Il presidente regionale ha però ribadito che i tassi di occupazione degli ospedali sono inferiori al 20%

Nuovo aggiornamento sull'emergenza coronavirus in Veneto. Il presidente della Regione Luca Zaia ha letto il bollettino delle 8 di questa mattina, 4 marzo, e poi ha rilasciato qualche commento sull'attuale situazione condizionata dalla circolazione del virus e delle sue varianti. Insieme a Zaia, l'assessore regionale alla sanità Manuela Lanzarin.

Il presidente regionale ha fatto notare che i numeri contenuti nel bollettino stanno aumentando ed anche l'incidenza giornaliera dei contagi cresce. Nelle ultime 24 ore, sono stati eseguiti 41.031 test e 1.487 sono risultati positivi al coronavirus, il 3,62%. «Ed è un tema preoccupante anche l'ospedalizzazione - ha aggiunto Zaia - Ci sono 1.358 pazienti Covid ricoverati, quindi attualmente la pressione è bassa. Ma se dovessero risalire in modo importante i contagi ed i ricoveri, il nostro punto di partenza non è 0 ma 1.358»

Oltre ai dati del bollettino, Zaia ne ha forniti altri. Si tratta dei numeri che in parte decideranno la classificazione del Veneto prevista per domani.
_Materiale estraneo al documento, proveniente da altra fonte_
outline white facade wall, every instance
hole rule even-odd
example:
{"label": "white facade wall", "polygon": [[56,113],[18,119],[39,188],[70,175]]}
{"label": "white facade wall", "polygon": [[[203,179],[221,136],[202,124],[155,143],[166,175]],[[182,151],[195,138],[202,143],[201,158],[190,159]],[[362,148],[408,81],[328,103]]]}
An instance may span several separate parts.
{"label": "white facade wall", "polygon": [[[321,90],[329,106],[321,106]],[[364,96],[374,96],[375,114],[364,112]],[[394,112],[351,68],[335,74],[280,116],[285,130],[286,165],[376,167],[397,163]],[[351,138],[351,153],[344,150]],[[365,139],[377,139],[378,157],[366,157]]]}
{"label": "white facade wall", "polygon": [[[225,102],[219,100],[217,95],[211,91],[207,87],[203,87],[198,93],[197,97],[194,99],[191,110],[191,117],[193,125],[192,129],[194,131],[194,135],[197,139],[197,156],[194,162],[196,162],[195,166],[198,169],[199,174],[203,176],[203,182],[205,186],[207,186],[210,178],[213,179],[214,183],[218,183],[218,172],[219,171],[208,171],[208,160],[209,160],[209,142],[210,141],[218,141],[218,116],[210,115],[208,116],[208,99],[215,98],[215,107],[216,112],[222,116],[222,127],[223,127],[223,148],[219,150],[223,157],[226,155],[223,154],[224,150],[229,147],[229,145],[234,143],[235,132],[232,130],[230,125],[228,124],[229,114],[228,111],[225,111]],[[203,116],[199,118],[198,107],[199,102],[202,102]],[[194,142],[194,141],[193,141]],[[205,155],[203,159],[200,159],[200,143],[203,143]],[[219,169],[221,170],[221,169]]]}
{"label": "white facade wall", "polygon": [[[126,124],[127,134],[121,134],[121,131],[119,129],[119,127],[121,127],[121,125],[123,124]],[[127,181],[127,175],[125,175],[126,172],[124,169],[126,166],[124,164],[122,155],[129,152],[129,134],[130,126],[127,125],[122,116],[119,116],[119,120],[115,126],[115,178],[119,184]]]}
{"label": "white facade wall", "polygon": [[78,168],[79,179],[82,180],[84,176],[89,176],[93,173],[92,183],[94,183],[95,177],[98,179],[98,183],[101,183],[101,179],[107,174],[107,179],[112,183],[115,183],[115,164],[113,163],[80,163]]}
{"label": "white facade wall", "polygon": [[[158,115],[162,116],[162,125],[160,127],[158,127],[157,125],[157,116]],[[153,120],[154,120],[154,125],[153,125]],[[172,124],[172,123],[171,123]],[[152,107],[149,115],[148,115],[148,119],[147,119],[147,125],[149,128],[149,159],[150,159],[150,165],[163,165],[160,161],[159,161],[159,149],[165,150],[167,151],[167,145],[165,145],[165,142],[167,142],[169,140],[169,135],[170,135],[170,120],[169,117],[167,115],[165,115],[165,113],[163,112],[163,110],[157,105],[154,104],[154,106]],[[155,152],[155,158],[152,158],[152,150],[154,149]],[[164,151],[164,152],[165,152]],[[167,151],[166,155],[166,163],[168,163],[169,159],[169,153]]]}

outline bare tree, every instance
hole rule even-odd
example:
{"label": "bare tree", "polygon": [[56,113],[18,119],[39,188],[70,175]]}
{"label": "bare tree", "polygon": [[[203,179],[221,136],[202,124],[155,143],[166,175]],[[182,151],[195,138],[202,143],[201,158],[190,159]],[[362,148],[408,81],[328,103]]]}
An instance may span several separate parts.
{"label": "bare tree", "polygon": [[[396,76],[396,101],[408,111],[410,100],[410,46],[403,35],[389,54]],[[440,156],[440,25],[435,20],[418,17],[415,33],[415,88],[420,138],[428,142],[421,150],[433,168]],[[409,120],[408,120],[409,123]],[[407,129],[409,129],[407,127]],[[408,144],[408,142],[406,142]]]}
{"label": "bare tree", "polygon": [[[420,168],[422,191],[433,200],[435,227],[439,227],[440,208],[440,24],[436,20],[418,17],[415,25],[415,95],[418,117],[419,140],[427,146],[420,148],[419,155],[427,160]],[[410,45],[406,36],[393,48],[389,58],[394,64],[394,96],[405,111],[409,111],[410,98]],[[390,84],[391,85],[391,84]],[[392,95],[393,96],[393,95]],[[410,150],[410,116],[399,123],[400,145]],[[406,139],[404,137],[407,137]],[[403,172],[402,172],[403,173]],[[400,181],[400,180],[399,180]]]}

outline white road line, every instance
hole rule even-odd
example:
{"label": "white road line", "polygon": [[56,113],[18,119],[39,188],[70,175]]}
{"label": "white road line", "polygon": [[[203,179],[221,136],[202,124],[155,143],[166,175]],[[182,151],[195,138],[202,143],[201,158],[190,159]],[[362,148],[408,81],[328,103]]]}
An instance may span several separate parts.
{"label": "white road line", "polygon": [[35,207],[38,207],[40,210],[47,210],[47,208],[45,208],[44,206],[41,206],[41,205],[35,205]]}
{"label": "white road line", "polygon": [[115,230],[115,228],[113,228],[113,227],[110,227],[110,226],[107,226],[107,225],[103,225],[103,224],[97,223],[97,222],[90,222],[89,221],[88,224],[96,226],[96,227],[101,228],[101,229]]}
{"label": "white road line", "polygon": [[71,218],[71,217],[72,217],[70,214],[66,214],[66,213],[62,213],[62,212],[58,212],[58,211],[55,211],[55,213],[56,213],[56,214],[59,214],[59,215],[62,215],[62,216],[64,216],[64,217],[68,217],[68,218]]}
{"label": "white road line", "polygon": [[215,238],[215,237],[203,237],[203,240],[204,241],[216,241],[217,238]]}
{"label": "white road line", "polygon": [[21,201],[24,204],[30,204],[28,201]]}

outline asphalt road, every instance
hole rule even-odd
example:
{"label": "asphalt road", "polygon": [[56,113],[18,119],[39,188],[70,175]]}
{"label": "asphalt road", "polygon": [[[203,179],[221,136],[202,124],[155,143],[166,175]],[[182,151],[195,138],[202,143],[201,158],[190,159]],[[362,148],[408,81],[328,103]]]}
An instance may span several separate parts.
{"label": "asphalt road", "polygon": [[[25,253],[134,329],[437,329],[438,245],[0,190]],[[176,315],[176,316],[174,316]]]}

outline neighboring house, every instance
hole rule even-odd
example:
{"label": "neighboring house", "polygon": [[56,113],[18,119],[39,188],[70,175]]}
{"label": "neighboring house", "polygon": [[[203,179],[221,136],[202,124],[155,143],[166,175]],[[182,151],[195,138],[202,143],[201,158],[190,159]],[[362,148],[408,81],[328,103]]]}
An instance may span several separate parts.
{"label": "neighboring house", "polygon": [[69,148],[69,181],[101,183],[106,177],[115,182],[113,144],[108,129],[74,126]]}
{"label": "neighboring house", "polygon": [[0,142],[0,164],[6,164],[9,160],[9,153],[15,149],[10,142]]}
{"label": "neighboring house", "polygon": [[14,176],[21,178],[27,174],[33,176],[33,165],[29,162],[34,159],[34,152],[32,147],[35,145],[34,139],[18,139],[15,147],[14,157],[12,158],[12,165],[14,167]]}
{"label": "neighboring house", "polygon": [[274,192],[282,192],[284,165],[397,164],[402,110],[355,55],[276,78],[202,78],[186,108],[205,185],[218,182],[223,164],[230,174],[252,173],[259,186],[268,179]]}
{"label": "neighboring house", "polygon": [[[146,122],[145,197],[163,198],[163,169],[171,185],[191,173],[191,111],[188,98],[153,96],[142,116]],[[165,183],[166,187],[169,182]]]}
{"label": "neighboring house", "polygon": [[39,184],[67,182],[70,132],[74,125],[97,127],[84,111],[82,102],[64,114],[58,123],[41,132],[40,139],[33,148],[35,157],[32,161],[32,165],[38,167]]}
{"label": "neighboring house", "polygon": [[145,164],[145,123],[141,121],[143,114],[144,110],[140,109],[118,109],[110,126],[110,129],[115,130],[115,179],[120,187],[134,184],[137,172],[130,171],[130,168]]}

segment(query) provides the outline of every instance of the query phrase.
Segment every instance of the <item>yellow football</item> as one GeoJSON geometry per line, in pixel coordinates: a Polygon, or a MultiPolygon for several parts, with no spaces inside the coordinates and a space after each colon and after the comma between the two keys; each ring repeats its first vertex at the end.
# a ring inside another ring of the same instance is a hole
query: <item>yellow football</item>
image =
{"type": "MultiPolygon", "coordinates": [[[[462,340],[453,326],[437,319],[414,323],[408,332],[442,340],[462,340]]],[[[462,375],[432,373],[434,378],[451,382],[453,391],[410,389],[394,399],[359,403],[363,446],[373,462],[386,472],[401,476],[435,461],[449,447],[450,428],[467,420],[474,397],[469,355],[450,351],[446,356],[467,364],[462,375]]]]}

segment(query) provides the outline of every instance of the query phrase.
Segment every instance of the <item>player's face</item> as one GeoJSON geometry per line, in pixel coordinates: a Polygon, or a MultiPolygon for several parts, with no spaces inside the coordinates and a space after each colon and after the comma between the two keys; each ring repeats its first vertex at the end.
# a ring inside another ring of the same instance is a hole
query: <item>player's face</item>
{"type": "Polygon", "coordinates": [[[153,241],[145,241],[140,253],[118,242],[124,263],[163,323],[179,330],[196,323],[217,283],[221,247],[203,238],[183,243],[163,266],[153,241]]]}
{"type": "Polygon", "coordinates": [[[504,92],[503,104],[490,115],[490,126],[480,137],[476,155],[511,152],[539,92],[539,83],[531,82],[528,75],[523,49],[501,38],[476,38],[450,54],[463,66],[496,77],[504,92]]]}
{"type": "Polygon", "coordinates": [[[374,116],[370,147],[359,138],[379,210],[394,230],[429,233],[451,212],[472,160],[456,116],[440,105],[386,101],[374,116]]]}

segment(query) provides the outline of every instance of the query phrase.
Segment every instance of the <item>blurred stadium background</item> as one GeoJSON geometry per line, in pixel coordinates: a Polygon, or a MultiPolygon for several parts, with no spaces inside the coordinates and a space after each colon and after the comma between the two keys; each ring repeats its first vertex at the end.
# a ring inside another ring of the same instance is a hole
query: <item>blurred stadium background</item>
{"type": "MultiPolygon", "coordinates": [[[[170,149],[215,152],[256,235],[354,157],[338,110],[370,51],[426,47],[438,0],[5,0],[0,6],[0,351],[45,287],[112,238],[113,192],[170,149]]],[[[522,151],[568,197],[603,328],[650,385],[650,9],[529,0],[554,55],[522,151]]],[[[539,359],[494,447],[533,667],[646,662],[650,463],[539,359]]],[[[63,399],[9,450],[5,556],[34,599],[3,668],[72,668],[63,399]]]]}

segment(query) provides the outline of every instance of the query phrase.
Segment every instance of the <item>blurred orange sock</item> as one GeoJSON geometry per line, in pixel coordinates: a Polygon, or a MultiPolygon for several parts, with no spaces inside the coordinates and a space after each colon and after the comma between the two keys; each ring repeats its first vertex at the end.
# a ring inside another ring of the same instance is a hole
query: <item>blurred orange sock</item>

A partire da lunedì prossimo, infatti, i veneti potrebbero non essere più in zona gialla ma in zona arancione e quindi con un maggior numero di limitazioni per i cittadini e le attività economiche. «Il nostro indice di trasmissibilità del virus (Rt) è 1,12, l'incidenza settimanale dei contagi è di 151,3 ogni 100mila abitanti, ma almeno abbiamo tassi di occupazione degli ospedali bassi: 12% nelle terapie intensive e 14% in area non critica - ha spiegato Zaia - Quindi rischiamo di passare in zona arancione con un'ospedalizzazione ancora affrontabile. Noi siamo preoccupati e quindi chiediamo a cittadini di evitare ogni forma di assembramento non necessaria. Se ognuno di noi fa la sua parte, ne veniamo fuori velocemente».
E per mostrare in modo chiaro l'aumento dei ricoveri negli ospedali veneti, il governatore ha mostrato questo grafico:

tabella ricoveri covid veneto 4 marzo-2

Sulla scuola, non ci sono ancora novità. La Regione sta seguendo le situazioni epidemiologiche in modo molto dettagliato, anche alla luce dei nuovi parametri introdotti dal 6 marzo prossimo con il dpcm. Parametri che chiudono tutte le scuole in zona rossa ed in presenza di un'incidenza di contagi pari a 250 casi ogni 100mila abitanti. In Veneto, si stanno analizzando i dati anche a livello provinciale e comunale, ipotizzando una chiusura delle scuole limitata a quei territori dove il virus è più presente. Ma, al momento, nessun provvedimento a riguardo è stato preso.
E durante l'aggiornamento di oggi, Zaia ha letto anche il bollettino specifico su coronavirus e scuole: «Da gennaio abbiamo avuto nelle scuole del Veneto 1.991 casi di positività, gli studenti coinvolti sono stati 2.372 e abbiamo messo in quarantena 34.152 ragazzi. I docenti positivi in questi due mese sono stati 323 e quelli in quarantena 2.238. La situazione attuale ci dice che abbiamo 928 studenti positivi e 16.490 in isolamento. I docenti positivi sono 155 e 967 quelli in isolamento. E nelle ultime settimane i casi di positività a scuola sono aumentati. Nelle scuole superiori sono addirittura raddoppiati. Quindi il tema della scuola ci preoccupa e continueremo a seguire la situazione, anche perché ci sono delle varianti del virus che pesano di più sui giovani».

Infine, Zaia ha confermato la notizia che a livello nazionale è stata autorizzata la somministrazione di una sola dose di vaccino anti-Covid (quindi senza il richiamo) per coloro che sono stati infettati e sono guariti negli ultimi 6 mesi.